Le marché ne se contente plus d’indemniser : il mise désormais sur la prévention pour réduire la sinistralité.
La prévention permet de réduire les attaques opportunistes, de limiter l’impact d’une compromission, d’accélérer la reprise d’activité et d’améliorer l’assurabilité et les conditions de garantie.

Les mesures attendues :

  • audits réguliers et cartographie des risques,
  • MFA, segmentation et gestion des accès,
  • sauvegardes robustes,
  • supervision et détection,
  • formation des collaborateurs,
  • plan de réponse testé.

La prévention est devenue un critère majeur d’accès au marché et un levier de résilience.

Pourquoi choisir Howden ?

Face à une sinistralité cyber toujours élevée, l’enjeu pour les entreprises n’est plus seulement d’être assurées, mais d’être accompagnées.
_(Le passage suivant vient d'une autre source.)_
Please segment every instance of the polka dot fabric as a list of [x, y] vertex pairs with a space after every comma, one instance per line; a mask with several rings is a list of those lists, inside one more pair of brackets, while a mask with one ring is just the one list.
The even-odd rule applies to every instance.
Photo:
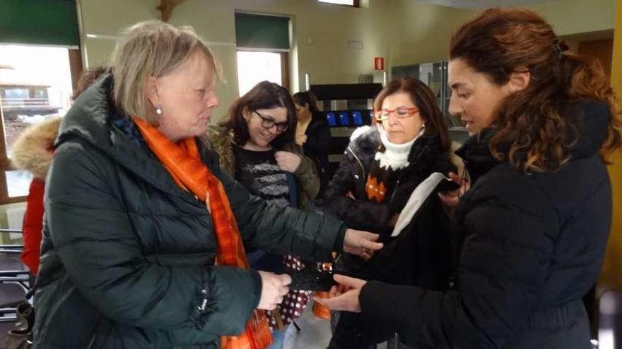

C’est là que se situe la valeur ajoutée de Howden : transformer la complexité du risque cyber en maîtrise, et une crise en résilience.
Nous aidons nos clients à clarifier leurs expositions, à aligner leurs garanties avec leurs enjeux business et à anticiper les exigences assurantielles.
En cas d’incident, nous jouons un rôle de chef d’orchestre, en accélérant la déclaration, en mobilisant les bons experts et en assurant une coordination fluide avec l’assureur - toujours dans l’intérêt de nos clients.
Après la crise, nous restons présents pour tirer les enseignements, ajuster les garanties et renforcer la posture cyber.

Pour nos experts Cyber, une gestion vraiment efficace repose sur une approche en trois piliers : rapidité, coordination, transparence.
Elle doit permettre :

  • Une déclaration immédiate, structurée et complète, pour activer sans délai la chaîne d’intervention.
  • Une mise en sécurité rapide, afin de limiter la propagation et réduire l’impact business.
  • Un pilotage tripartite clair - assuré, courtier, assureur - avec un plan d’action, des points réguliers et une documentation précise.
  • Une reprise d’activité priorisée, basée sur les enjeux critiques de l’entreprise.
  • Un véritable post-incident, pensé comme un levier d’amélioration continue.

C’est cette vision que nous mettons en œuvre pour nos clients : une gestion de crise structurée, pragmatique, anticipée, qui transforme un événement grave en opportunité de progrès et de renforcement durable.

La sinistralité cyber reste une réalité forte pour les entreprises, mais elle n’est plus une inconnue pour le marché de l’assurance. Les récents enseignements montrent un secteur devenu plus mature, mieux capitalisé, et désormais capable d’absorber des sinistres majeurs tout en accompagnant efficacement les organisations.

Dans cet environnement où aucune entreprise n’est à l'abri d'une attaque, l’assurance cyber s’est imposée comme un pilier de résilience financière, un accélérateur de continuité d’activité, et un accès structuré à l’expertise en situation de crise.

Mais c’est la combinaison prévention + assurance + accompagnement sur-mesure du courtier qui constitue aujourd’hui la véritable clé de pérennité.
Une approche intégrée, que Howden s’attache chaque jour à mettre en œuvre pour guider, protéger et renforcer ses clients face à un risque en constante évolution.